Posté par kristofy, le 30 mars 2016

evolution

Le cinéma français est tiré vers le haut du box-office par les comédies telles que Les Nouvelles Aventures d'Aladin (4,4 millions de spectateurs!), Les Profs 2 (3,4 millions de spectateurs), Papa ou Maman (2,8 millions ), tandis que les films dits d’auteur ont toujours des relais favorables dans la presse comme Les Souvenirs, Marguerite, Une heure de tranquillité, La Loi du marché qui ont réussi à atteindre la barre du millions d’entrées.
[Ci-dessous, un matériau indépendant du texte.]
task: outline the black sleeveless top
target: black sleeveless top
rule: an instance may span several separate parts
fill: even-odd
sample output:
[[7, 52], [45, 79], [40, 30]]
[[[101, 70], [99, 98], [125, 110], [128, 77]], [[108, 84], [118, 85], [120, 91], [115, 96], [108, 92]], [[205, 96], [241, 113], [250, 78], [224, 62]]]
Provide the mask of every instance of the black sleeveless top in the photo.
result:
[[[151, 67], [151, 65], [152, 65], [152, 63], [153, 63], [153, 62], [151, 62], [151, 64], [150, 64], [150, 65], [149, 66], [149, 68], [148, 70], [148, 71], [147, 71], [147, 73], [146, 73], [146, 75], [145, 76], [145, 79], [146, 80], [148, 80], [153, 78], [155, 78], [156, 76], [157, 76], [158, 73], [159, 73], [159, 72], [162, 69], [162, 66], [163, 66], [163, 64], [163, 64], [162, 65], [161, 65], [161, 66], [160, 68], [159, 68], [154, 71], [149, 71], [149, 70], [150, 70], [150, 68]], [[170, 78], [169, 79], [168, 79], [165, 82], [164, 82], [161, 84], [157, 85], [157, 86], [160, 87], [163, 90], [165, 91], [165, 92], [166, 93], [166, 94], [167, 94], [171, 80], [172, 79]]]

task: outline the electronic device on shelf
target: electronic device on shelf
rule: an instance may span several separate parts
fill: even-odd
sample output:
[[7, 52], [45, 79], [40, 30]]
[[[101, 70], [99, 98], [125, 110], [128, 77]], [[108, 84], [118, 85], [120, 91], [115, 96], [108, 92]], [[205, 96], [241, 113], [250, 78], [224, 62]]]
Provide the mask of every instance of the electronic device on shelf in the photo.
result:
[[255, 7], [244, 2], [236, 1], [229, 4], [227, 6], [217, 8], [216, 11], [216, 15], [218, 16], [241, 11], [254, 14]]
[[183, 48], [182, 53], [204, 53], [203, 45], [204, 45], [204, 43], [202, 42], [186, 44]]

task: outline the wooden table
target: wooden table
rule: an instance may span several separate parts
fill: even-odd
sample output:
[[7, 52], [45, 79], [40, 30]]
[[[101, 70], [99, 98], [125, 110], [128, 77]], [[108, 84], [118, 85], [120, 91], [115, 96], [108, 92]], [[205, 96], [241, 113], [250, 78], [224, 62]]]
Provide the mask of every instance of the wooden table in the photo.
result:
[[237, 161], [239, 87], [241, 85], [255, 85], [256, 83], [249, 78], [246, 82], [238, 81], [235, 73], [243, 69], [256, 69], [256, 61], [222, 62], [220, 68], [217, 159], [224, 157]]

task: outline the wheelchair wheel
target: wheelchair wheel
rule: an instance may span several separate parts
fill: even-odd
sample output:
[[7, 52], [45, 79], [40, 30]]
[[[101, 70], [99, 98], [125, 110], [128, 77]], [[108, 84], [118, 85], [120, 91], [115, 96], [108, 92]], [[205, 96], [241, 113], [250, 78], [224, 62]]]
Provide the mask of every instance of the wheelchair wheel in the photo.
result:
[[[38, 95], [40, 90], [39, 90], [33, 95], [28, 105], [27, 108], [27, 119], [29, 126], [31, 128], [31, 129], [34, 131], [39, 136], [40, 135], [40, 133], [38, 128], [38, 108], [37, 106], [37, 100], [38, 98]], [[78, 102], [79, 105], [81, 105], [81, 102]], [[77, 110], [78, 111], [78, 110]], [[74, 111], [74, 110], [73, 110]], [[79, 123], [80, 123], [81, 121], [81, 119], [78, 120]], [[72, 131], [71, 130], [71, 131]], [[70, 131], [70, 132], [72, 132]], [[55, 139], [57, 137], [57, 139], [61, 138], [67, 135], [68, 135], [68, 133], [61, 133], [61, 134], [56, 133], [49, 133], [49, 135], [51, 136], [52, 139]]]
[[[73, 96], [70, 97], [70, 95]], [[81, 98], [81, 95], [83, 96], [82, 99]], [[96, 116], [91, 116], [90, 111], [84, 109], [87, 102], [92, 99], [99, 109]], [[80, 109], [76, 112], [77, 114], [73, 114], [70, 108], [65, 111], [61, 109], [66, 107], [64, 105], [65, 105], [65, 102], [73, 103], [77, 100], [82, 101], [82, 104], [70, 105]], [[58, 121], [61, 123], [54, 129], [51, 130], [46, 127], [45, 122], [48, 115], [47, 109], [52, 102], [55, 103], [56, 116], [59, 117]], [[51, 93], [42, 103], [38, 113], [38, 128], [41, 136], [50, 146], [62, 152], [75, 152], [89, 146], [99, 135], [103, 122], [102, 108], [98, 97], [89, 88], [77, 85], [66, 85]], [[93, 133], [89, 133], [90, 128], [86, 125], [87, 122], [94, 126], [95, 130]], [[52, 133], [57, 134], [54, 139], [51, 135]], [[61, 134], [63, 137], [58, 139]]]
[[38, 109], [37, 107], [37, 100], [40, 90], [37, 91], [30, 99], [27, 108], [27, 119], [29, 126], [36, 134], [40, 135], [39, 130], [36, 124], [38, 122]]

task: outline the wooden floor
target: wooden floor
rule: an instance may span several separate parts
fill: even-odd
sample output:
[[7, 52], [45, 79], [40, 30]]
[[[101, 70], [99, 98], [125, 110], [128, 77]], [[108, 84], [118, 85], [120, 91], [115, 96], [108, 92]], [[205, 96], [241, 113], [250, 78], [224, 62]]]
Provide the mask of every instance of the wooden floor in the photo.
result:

Mais où sont les films français avec des serial-killers masqués, des poursuites de voitures, des bagarres de kung-fu, des zombies affamés, des aliens envahisseurs...  en gros : où sont les films de genre français ? Ils n’arrivent plus à être produits, et quand c’est le cas, ils ne parviennent pas à être distribués par les salles de cinéma. Ce genre de films, ça marche quand c’est américain (la même semaine sortent Midnight special et 10 Cloverfield lane), mais il y aurait comme une sorte de rejet quand c’est en français avec des acteurs français ? Que se passe-t-il  ?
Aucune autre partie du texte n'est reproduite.